The silence was heavier than any scream.

The chamber was round, perfectly symmetrical, unlike the chaotic, shifting veins of the city outside. The floor was smooth, too smooth, and the walls lacked the pulsing glow of the organic corridors they'd passed through. It was sterile, cold—wrong compared to everything else Adam had seen.

But none of that mattered.

All Adam could see was the door.

It stood alone at the chamber's heart, massive and metallic, embedded into the stone as if it had been grafted there. Its surface shimmered faintly in the dim light, etched with lines that resembled circuitry. And at its center, bold and unmistakable, were words that had no business being here:

PROJECT EVE.

Adam's throat went dry. His mind spun, trying to deny what his eyes were showing him.

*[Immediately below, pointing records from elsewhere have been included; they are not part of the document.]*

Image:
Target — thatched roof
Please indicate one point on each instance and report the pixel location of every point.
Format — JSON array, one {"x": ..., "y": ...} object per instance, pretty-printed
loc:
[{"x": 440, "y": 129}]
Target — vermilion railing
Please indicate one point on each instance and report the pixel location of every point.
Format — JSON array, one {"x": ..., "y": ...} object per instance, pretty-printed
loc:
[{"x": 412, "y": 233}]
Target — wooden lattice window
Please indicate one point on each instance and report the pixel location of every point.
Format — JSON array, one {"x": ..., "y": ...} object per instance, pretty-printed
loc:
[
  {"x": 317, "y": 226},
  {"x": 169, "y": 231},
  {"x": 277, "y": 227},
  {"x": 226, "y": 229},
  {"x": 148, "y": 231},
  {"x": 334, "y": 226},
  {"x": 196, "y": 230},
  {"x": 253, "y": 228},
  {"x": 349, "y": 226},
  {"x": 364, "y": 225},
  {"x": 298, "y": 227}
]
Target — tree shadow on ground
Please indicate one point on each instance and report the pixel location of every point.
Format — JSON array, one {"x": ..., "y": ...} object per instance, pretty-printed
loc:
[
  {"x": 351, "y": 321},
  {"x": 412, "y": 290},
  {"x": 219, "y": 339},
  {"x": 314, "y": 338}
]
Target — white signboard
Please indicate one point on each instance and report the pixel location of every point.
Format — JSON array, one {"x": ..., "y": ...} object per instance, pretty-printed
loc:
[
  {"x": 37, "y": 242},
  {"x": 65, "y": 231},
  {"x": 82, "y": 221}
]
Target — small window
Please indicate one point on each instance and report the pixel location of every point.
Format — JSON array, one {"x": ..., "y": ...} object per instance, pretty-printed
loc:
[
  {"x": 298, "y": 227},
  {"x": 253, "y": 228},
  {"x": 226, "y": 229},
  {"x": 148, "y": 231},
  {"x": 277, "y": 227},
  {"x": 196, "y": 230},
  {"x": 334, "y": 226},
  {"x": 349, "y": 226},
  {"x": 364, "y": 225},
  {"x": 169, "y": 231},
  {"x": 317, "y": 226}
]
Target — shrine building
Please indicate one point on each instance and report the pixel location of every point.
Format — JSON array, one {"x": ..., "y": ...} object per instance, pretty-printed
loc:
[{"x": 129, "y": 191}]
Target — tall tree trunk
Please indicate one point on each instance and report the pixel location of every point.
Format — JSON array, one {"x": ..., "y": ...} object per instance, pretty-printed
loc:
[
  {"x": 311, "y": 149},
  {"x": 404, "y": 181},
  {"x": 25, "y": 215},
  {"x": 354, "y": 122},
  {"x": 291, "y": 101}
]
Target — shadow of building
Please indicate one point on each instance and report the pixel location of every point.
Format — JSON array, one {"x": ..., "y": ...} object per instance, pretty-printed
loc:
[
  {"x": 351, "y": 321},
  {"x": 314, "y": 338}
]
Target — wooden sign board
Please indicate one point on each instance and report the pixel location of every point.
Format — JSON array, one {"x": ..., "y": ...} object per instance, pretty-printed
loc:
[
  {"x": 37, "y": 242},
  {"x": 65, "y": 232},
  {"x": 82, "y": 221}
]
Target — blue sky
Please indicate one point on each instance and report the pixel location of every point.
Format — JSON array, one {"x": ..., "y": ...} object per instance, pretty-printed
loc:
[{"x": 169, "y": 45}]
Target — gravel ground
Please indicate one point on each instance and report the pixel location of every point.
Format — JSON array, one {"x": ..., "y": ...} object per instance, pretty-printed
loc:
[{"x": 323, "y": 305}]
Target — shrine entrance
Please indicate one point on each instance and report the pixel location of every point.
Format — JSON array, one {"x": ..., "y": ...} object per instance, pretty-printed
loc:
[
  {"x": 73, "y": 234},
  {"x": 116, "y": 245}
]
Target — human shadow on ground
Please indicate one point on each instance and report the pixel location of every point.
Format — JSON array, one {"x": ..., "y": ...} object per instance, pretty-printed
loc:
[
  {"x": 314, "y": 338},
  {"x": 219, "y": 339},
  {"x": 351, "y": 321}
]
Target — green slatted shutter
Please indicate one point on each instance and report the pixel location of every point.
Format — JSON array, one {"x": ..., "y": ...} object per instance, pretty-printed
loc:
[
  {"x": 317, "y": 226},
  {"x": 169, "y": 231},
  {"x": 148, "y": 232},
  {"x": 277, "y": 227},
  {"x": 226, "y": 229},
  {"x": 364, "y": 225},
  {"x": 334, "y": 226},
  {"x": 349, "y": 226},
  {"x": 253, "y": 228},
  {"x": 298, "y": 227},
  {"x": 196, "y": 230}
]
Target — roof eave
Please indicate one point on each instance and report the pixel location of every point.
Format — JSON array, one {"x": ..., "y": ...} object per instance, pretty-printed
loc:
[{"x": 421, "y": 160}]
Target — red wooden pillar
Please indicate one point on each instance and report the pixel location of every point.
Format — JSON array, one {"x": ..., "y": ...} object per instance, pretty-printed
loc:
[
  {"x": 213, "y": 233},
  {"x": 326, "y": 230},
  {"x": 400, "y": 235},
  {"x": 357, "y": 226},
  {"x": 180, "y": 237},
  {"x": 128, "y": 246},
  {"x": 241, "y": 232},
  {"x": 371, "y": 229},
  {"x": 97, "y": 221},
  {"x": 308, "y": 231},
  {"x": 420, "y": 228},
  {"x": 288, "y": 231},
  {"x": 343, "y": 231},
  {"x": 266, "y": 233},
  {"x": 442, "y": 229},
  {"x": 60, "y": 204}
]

"This…" He stepped closer, the shard in his hand throbbing in sync with his heartbeat. "This is… English."

The masked figure remained silent, blade lowered but body tense.

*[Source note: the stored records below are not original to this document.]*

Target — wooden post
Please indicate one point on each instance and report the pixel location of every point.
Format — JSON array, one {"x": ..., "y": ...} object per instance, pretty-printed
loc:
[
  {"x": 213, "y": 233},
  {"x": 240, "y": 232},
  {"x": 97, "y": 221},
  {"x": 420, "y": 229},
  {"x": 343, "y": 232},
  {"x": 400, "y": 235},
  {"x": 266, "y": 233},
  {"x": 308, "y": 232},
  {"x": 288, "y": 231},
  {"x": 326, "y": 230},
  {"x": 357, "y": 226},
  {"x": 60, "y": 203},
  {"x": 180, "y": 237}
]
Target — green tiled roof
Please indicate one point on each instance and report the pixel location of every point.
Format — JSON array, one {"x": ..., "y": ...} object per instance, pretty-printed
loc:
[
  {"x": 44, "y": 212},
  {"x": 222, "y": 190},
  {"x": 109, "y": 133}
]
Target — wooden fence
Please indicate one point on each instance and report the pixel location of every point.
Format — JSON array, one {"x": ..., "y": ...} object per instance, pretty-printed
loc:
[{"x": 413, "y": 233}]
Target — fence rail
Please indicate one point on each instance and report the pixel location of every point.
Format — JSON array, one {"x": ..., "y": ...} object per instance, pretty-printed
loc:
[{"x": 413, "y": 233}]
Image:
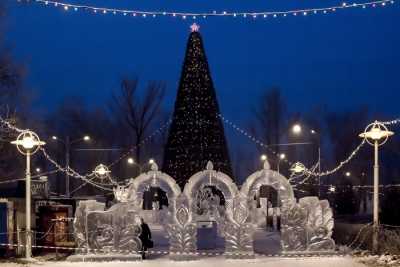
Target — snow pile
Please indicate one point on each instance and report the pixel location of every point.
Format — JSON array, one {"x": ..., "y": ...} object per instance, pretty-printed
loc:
[{"x": 382, "y": 260}]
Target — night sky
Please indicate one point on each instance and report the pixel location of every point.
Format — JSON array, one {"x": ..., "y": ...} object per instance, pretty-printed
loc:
[{"x": 340, "y": 60}]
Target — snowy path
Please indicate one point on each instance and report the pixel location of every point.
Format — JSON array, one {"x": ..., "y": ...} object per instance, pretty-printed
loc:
[{"x": 215, "y": 262}]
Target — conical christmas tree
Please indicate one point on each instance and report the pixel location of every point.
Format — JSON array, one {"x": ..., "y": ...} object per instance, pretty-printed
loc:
[{"x": 196, "y": 135}]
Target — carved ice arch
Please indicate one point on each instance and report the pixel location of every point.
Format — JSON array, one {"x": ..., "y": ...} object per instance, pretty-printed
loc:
[
  {"x": 266, "y": 176},
  {"x": 155, "y": 178},
  {"x": 211, "y": 177}
]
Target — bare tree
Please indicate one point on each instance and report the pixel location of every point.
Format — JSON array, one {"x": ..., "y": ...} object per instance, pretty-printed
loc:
[{"x": 138, "y": 111}]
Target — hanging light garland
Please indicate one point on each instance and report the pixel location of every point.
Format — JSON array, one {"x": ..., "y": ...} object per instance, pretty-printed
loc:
[{"x": 203, "y": 15}]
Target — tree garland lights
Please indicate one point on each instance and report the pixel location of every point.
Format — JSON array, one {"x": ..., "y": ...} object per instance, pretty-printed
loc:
[{"x": 194, "y": 15}]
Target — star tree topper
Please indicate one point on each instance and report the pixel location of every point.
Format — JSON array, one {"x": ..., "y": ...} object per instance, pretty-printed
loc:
[{"x": 195, "y": 27}]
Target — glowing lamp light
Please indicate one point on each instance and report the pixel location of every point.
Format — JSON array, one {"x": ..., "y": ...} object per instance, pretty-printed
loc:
[
  {"x": 296, "y": 128},
  {"x": 376, "y": 132},
  {"x": 298, "y": 168},
  {"x": 101, "y": 171},
  {"x": 28, "y": 141},
  {"x": 195, "y": 27}
]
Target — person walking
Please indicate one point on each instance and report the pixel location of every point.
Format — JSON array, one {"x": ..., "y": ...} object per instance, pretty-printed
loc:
[{"x": 145, "y": 237}]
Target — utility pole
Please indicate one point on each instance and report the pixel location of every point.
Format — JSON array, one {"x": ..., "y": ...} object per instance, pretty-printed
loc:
[
  {"x": 376, "y": 134},
  {"x": 67, "y": 159}
]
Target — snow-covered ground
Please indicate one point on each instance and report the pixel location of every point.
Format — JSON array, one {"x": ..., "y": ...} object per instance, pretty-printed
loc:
[{"x": 334, "y": 261}]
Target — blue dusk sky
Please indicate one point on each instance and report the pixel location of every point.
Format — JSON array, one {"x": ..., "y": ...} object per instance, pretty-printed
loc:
[{"x": 340, "y": 60}]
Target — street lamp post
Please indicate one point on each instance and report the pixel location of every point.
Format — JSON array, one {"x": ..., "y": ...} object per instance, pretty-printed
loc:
[
  {"x": 282, "y": 156},
  {"x": 376, "y": 134},
  {"x": 28, "y": 143}
]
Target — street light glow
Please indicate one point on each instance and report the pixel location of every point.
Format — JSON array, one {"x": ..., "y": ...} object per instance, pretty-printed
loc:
[
  {"x": 296, "y": 128},
  {"x": 298, "y": 168}
]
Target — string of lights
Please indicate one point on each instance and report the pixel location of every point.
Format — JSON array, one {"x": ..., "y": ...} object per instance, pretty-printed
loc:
[
  {"x": 33, "y": 177},
  {"x": 391, "y": 122},
  {"x": 306, "y": 171},
  {"x": 73, "y": 173},
  {"x": 203, "y": 15},
  {"x": 87, "y": 178},
  {"x": 341, "y": 164}
]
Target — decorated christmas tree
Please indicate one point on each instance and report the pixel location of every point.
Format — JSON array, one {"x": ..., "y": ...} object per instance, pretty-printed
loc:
[{"x": 196, "y": 135}]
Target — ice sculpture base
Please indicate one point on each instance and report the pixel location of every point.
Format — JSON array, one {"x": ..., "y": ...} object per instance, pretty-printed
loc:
[
  {"x": 309, "y": 253},
  {"x": 104, "y": 257},
  {"x": 239, "y": 256},
  {"x": 183, "y": 257}
]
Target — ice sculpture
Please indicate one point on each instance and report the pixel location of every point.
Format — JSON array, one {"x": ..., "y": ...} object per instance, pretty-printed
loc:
[
  {"x": 237, "y": 232},
  {"x": 80, "y": 221},
  {"x": 112, "y": 232},
  {"x": 306, "y": 225},
  {"x": 182, "y": 232}
]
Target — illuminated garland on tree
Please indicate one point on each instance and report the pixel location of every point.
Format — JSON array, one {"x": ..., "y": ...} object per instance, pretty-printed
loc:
[{"x": 203, "y": 15}]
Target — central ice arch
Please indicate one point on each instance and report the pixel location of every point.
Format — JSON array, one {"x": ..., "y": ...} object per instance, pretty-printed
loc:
[
  {"x": 154, "y": 178},
  {"x": 211, "y": 197}
]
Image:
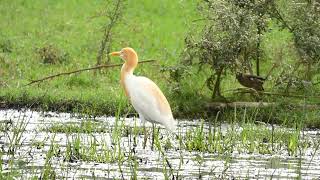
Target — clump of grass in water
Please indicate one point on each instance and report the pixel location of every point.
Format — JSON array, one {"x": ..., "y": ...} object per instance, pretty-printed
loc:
[{"x": 87, "y": 126}]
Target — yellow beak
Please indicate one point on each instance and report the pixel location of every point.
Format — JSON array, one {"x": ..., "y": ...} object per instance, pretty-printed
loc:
[{"x": 114, "y": 54}]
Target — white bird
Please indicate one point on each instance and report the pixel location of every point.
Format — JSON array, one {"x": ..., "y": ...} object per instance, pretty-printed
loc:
[{"x": 145, "y": 96}]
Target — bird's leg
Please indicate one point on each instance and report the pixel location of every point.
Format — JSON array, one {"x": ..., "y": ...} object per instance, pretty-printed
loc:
[{"x": 145, "y": 136}]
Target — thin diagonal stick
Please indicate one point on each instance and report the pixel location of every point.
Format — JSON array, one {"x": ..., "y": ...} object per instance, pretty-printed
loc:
[{"x": 80, "y": 70}]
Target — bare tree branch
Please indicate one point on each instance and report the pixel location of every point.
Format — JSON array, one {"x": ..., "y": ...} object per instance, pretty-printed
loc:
[{"x": 81, "y": 70}]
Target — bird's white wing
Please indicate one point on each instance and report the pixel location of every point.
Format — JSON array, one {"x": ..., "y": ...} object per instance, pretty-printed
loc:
[{"x": 148, "y": 100}]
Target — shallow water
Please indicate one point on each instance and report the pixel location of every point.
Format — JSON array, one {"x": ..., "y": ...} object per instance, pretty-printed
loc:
[{"x": 29, "y": 160}]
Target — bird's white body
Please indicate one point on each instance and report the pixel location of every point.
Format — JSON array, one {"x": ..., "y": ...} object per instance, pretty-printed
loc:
[
  {"x": 147, "y": 100},
  {"x": 145, "y": 96}
]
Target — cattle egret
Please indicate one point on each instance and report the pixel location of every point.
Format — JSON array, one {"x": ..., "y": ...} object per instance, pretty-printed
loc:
[{"x": 145, "y": 96}]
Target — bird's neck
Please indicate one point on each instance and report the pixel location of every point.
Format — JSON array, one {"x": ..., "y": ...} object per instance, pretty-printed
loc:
[{"x": 125, "y": 72}]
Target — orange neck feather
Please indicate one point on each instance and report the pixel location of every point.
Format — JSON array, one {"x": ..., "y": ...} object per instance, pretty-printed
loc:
[{"x": 127, "y": 69}]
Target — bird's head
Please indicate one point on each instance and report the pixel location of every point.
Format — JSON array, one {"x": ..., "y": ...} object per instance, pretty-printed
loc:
[{"x": 128, "y": 55}]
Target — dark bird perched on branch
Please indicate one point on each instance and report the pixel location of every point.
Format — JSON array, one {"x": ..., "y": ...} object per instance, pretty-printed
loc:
[{"x": 251, "y": 81}]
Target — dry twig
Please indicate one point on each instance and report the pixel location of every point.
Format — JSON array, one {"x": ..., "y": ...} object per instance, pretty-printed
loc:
[{"x": 81, "y": 70}]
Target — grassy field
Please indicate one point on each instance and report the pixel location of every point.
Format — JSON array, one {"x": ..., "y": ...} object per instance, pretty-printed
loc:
[{"x": 73, "y": 31}]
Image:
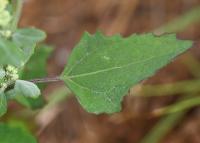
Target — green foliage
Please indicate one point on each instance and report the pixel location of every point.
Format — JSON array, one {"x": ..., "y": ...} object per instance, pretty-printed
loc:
[
  {"x": 10, "y": 54},
  {"x": 15, "y": 134},
  {"x": 27, "y": 39},
  {"x": 3, "y": 104},
  {"x": 35, "y": 68},
  {"x": 101, "y": 69},
  {"x": 25, "y": 88}
]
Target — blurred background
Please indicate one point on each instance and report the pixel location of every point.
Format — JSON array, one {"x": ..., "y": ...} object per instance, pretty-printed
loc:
[{"x": 163, "y": 109}]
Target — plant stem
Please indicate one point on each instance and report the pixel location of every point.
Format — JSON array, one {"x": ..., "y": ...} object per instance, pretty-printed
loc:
[
  {"x": 46, "y": 80},
  {"x": 17, "y": 4}
]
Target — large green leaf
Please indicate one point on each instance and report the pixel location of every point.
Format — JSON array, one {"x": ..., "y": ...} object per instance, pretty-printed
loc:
[
  {"x": 10, "y": 53},
  {"x": 101, "y": 69},
  {"x": 27, "y": 38},
  {"x": 3, "y": 104},
  {"x": 15, "y": 134}
]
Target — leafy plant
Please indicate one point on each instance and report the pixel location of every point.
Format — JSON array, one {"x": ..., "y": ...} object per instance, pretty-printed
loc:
[{"x": 100, "y": 69}]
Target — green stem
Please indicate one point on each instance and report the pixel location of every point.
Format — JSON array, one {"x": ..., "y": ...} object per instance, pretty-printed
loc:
[{"x": 18, "y": 4}]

Adam turned, chest heaving. "Don't just stand there! You see this, right? This isn't—this isn't some alien script, this is ours! Human! What the hell is it doing here?"

The figure finally spoke, voice calm but edged. "It's not the first time remnants of your kind have bled into this place."

"Remnants?" Adam spat, anger rising to cover his fear. "This is a goddamn door with words I can read! That means someone—people—were here before. They built this."

The figure tilted their head, unreadable beneath the mask. "Or they wanted you to believe they did."

Adam's pulse hammered. He wanted to scream, to demand answers, but before he could the shard in his hand reacted violently.

It flared—bright, blinding—its glow spilling across the chamber like liquid fire. The veins in the walls lit up in answer, pulsing in rhythm with the shard.

The door responded.

Symbols across its surface ignited one by one, glowing with the same heartbeat rhythm. Mechanical groans echoed as unseen gears stirred to life. The chamber shook, dust cascading from the ceiling.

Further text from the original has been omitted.